Who Sets the Price?

Rapid rises in healthcare spending are no secret; the major contributors include pharmaceutical prices, biotechnological advances, and administrative expenses. But a group of 31 people might also wield more power than you might expect.

Photo by rawpixel on UnsplashIn 1992, the Centers for Medicare and Medicaid Services (CMS) began using the Resource-Based Relative Value Scale (RVS) to price each of the 100,000 medical services that health professionals perform. These quantities are given in terms of Relative Value Units (RVUs), which determine the amount that CMS will reimburse for a service under Medicare. As most commercial insurers base their reimbursement rates on Medicare’s, the RVS has become a primary determinant of healthcare costs.

Since 1992, CMS has annually entrusted the American Medical Association (AMA) to assign RVUs to each service. To conduct this process, the AMA coordinates the 31-member RVS Update Committee (RUC), with one physician representing each major medical specialty. Four of the 31 are rotating seats, periodically representing fields like cardiology or nephrology. 

Officially, the RUC is simply advisory, but CMS typically accepts over 80% of its recommendations. Therefore, the RUC often receives criticism for raising costs in physicians’ best interests and increasing reimbursements for specialists over primary care.

Is this criticism warranted? One researcher recently investigated the effect of rotating specialty representation on increased reimbursement for services relating to those specialties. From 1994 to 2013, she determined that more specialized services saw greater increases in RVUs and corresponding Medicare payments than less specialized services. For instance, if a gastroenterologist held a one-year rotating seat on the RUC, gastroenterologists would receive a $45 million increase in annual Medicare payments.

Should the RUC continue to set prices in healthcare? If so, perhaps we should consider reforming the RUC to (1) proportionally represent specialties and thereby increasing primary care representation, (2) eliminate the system of permanent and rotating seats, and (3) consider more and less specialized services separately in order to reduce disparities in the annual boost to reimbursement. Policymakers and advocates should remember the powerful influence of the RUC as we attempt to make healthcare in America more affordable.

This Policy Prescriptions® review is written by Rajadhar Reddy as part of our collaboration with the Health Policy Journal Club at Baylor College of Medicine where he is a medical student.

Abstract

BACKGROUND: The Resource-Based Relative Value Scale Update Committee (RUC) submits recommended reimbursement values for physician work (wRVUs) under Medicare Part B. The RUC includes rotating representatives from medical specialties.

OBJECTIVE: To identify changes in physician reimbursements associated with RUC rotating seat representation.
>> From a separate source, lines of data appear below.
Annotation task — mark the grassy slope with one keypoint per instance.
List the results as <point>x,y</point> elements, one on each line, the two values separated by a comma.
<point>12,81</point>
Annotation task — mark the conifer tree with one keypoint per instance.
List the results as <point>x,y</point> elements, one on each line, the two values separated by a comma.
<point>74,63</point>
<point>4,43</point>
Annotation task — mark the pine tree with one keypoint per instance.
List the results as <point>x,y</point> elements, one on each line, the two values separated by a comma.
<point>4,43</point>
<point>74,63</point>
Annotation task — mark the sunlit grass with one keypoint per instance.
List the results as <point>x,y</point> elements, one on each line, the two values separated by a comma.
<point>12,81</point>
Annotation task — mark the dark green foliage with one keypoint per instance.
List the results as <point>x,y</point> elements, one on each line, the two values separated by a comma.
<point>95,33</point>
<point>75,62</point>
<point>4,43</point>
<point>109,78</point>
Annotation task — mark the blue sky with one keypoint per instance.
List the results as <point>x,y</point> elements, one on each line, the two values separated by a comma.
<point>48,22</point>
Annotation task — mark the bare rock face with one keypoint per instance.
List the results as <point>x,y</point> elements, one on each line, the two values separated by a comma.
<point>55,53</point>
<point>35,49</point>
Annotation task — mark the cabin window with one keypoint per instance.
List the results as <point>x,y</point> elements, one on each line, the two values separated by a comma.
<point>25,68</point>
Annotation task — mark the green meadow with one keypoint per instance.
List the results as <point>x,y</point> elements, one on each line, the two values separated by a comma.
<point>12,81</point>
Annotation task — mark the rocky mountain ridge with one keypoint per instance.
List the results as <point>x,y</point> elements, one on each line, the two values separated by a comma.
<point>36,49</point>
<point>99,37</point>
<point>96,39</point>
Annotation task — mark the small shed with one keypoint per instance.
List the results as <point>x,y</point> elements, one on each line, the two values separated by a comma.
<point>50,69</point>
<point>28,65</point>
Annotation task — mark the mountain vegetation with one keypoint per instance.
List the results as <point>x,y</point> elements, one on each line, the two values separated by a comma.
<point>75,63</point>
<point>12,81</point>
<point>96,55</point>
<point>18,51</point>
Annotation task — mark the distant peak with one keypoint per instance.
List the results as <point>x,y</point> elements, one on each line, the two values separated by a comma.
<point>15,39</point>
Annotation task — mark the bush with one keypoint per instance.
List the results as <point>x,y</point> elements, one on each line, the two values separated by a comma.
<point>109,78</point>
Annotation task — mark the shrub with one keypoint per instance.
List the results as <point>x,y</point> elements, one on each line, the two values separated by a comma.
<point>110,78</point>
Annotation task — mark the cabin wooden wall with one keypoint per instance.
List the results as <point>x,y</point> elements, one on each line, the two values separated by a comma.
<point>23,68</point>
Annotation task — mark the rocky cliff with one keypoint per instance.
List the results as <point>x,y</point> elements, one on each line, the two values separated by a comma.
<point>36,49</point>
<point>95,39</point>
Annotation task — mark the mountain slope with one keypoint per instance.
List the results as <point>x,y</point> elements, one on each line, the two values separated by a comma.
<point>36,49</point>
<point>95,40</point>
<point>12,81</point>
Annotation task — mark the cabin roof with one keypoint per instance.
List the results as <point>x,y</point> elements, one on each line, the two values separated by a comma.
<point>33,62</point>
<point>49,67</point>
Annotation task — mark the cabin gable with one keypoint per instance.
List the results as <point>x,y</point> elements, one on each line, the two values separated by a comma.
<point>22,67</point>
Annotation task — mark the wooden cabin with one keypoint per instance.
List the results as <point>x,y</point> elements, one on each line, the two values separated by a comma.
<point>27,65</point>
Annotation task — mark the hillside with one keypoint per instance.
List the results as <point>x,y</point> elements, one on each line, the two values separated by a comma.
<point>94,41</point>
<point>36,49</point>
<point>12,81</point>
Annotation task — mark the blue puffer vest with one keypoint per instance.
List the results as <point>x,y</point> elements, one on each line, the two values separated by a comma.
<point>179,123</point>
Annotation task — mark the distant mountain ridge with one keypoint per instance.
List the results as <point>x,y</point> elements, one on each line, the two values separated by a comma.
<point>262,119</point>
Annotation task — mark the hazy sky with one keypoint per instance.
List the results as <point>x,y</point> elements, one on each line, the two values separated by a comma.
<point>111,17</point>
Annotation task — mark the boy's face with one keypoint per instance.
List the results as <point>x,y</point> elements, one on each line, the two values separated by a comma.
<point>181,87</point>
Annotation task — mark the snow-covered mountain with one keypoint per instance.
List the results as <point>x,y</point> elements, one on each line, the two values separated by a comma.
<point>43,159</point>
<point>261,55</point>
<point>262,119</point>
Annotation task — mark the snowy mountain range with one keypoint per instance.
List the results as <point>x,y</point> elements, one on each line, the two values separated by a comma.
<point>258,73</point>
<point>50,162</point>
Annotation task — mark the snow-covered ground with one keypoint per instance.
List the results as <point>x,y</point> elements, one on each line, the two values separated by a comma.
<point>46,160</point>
DATA SOURCES: Relative Value Scale Update Committee members 1994-2013; Medicare Part B Relative Value Scale 1994-2013; Physician/Supplier Procedure Summary Master File 2007; Part B National Summary Data File 2000-2011.

STUDY DESIGN: I match service and procedure codes to specialties using 2007 Medicare billing data. Subsequently, I model wRVUs as a function of RUC rotating committee representation and level of code specialization.

PRINCIPAL FINDINGS: An annual RUC rotating seat membership is associated with a statistically significant 3-5 percent increase in Medicare expenditures for codes billed to that specialty. For codes that are performed by a small number of physicians, the association between reimbursement and rotating subspecialty representation is positive, 0.177 (SE = 0.024). For codes that are performed by a large number of physicians, the association is negative, -0.183 (SE = 0.026).

CONCLUSIONS: Rotating representation on the RUC is correlated with overall reimbursement rates. The resulting differential changes may exacerbate existing reimbursement discrepancies between generalist and specialist practitioners.

PMID: 29633250

Gao, YN. Health Serv Res. 2018 Apr 6. e-pub.